Event details encouraged bar-goers to, “this Friday night, be Sinkara or Milenga ... be Soumatra or Domma ... create your own maid costume, speak like them and look like a Philippino [sic], Bengladish [sic], Sri Lanka [sic] or any maid you want and definitely win 100 U.S. dollars in cash.”
The details of the event were originally posted late Tuesday evening on the bar’s Facebook group. A Lebanese organization, the Anti-Racism
Movement, then reposted the event on its blog, which soon drew much online criticism. The owner of the bar then removed all details of the event.
Speaking to The Daily Star Wednesday, the owner denied that the event was in any way racist. “You just put on a costume, it was supposed to be for fun. Some people misunderstood it and thought it was racist.”
On the emphasis on foreign nationalities in the posting, she said “We hadn’t meant it in that way at all. You didn’t have to dress as a foreigner, you could have just put on an apron and dressed as your mom.”
“We took the event down after two hours, as we realized people had misinterpreted it.”
Farah Salka, of the Anti-Racism Movement, called it one of the most shocking recent examples of racism that she has seen.
“I see examples of it all the time, but with this, I was just like ‘wow.’”
While happy that the event was removed so quickly, Salka said she was disappointed the owner had not apologized for posting it in the first place.
“I would love to buy her explanation that it was not intentionally racist, but how can it not be?
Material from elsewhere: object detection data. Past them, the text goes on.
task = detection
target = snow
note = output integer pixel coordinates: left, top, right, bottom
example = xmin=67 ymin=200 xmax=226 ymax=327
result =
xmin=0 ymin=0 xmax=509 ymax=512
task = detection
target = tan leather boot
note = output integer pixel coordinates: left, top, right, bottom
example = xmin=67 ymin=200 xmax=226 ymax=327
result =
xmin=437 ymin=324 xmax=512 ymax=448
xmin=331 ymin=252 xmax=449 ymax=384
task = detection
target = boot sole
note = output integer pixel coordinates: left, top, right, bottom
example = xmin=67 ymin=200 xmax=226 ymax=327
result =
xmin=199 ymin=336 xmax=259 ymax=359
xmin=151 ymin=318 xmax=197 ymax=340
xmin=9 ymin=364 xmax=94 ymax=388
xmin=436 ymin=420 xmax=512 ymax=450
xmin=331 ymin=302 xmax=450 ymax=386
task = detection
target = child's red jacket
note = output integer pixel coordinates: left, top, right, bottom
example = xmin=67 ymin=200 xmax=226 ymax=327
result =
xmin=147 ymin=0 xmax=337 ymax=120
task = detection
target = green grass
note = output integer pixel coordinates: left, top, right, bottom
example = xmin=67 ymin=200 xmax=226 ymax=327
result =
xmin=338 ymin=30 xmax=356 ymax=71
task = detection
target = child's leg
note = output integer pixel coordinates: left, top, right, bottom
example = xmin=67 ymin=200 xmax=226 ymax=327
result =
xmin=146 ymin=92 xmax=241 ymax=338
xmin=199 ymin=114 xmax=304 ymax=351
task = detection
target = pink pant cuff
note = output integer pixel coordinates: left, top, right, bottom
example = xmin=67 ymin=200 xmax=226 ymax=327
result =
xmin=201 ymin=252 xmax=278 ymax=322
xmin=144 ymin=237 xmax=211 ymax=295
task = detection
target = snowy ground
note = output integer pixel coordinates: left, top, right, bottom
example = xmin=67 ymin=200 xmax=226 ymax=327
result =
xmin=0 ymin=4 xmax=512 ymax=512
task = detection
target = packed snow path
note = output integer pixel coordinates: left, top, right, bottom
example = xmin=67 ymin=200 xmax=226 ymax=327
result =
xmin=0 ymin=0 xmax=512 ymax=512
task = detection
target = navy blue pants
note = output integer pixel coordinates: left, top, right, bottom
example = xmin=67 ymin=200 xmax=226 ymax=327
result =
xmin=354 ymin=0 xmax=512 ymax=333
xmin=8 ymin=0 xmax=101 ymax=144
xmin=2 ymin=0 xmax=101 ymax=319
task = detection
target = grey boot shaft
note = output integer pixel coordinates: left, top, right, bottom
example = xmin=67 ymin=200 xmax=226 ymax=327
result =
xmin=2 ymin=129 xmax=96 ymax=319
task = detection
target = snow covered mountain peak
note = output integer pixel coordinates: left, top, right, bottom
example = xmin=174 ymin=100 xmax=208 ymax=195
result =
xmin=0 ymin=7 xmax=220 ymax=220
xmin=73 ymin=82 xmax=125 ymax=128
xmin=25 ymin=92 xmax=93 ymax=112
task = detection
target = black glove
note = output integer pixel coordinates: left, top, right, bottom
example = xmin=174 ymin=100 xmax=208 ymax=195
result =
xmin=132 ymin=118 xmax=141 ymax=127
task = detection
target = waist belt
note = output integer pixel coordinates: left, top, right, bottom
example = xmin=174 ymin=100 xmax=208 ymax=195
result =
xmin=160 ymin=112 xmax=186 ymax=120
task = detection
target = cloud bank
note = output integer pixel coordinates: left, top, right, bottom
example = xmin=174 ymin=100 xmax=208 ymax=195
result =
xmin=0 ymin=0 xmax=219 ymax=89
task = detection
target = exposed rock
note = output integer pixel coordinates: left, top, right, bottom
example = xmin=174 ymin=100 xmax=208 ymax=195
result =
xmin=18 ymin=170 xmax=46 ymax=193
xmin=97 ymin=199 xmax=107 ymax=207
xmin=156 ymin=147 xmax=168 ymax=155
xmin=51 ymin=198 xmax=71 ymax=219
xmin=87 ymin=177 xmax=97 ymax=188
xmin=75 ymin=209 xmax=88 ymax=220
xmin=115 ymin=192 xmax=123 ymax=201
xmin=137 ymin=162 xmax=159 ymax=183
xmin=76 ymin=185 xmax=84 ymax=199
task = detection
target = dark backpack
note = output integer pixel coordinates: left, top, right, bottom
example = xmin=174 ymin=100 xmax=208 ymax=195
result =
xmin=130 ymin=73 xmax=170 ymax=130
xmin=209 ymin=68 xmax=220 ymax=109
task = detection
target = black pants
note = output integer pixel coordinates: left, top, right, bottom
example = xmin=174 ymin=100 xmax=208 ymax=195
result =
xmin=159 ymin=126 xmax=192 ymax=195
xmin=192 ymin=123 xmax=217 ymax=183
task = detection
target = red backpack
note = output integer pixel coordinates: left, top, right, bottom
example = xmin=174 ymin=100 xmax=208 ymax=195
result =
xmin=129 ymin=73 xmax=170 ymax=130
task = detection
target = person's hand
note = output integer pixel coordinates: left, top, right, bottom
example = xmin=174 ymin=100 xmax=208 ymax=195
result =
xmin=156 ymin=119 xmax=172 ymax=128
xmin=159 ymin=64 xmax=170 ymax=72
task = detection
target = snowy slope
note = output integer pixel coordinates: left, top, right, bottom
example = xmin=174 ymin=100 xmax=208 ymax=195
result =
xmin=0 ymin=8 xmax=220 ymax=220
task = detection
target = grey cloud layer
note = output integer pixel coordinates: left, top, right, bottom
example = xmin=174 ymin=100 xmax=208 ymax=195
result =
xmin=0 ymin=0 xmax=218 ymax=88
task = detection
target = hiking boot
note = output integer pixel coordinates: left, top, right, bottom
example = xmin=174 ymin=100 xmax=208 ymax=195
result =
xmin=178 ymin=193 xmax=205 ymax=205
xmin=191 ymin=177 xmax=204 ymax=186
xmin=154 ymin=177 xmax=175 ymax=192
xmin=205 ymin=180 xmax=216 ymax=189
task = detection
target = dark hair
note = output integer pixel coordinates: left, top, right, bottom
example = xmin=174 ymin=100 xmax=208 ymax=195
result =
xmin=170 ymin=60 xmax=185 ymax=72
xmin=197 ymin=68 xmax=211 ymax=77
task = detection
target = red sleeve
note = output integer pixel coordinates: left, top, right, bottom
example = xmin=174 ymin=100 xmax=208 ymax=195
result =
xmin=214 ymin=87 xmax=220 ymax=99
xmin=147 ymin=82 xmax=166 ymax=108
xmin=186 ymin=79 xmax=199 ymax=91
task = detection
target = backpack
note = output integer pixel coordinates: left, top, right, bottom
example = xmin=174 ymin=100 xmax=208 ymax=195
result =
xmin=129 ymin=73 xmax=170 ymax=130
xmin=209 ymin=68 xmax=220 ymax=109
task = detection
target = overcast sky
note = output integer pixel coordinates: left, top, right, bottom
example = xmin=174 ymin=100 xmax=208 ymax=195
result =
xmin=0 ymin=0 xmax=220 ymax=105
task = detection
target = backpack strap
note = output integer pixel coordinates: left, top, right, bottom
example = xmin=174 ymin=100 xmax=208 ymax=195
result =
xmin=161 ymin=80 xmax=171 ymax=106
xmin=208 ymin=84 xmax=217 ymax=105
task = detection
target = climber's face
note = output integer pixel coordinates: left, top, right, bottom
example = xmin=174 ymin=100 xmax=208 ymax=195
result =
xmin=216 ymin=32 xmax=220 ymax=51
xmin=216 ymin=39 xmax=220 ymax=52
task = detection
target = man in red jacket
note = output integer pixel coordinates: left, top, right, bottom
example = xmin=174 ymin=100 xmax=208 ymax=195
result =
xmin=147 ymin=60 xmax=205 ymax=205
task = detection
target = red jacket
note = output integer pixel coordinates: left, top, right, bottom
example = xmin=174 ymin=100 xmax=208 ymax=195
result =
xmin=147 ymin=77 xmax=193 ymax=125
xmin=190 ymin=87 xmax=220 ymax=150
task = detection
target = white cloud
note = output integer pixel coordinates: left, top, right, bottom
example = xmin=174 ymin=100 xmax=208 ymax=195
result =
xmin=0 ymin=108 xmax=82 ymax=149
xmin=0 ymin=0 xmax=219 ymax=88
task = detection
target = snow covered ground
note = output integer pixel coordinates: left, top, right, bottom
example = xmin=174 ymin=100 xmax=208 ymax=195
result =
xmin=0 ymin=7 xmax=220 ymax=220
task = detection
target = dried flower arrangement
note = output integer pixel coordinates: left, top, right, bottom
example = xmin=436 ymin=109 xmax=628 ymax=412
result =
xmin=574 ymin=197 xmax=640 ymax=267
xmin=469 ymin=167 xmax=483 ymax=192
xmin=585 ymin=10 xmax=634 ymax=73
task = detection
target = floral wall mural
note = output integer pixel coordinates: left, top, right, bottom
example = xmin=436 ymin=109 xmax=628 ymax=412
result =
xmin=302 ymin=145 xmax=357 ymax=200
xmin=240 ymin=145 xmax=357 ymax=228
When you are categorizing the 250,000 migrant domestic workers in this country as ‘them:’ Who is ‘them’?”
The event details also equated the $100 award for the best costume with the salary maids receive, writing: “They ... work all the month to get it,” but that bar-goers could claim the same amount back by “imitat[ing] them and win it in some few comedy moments.” Salka said this was “completely insensitive.”
It is time, Salka added, for a redefining of the word “racist” in Lebanon. “We need to revise the definition. Even the smallest details can be racist,” she said.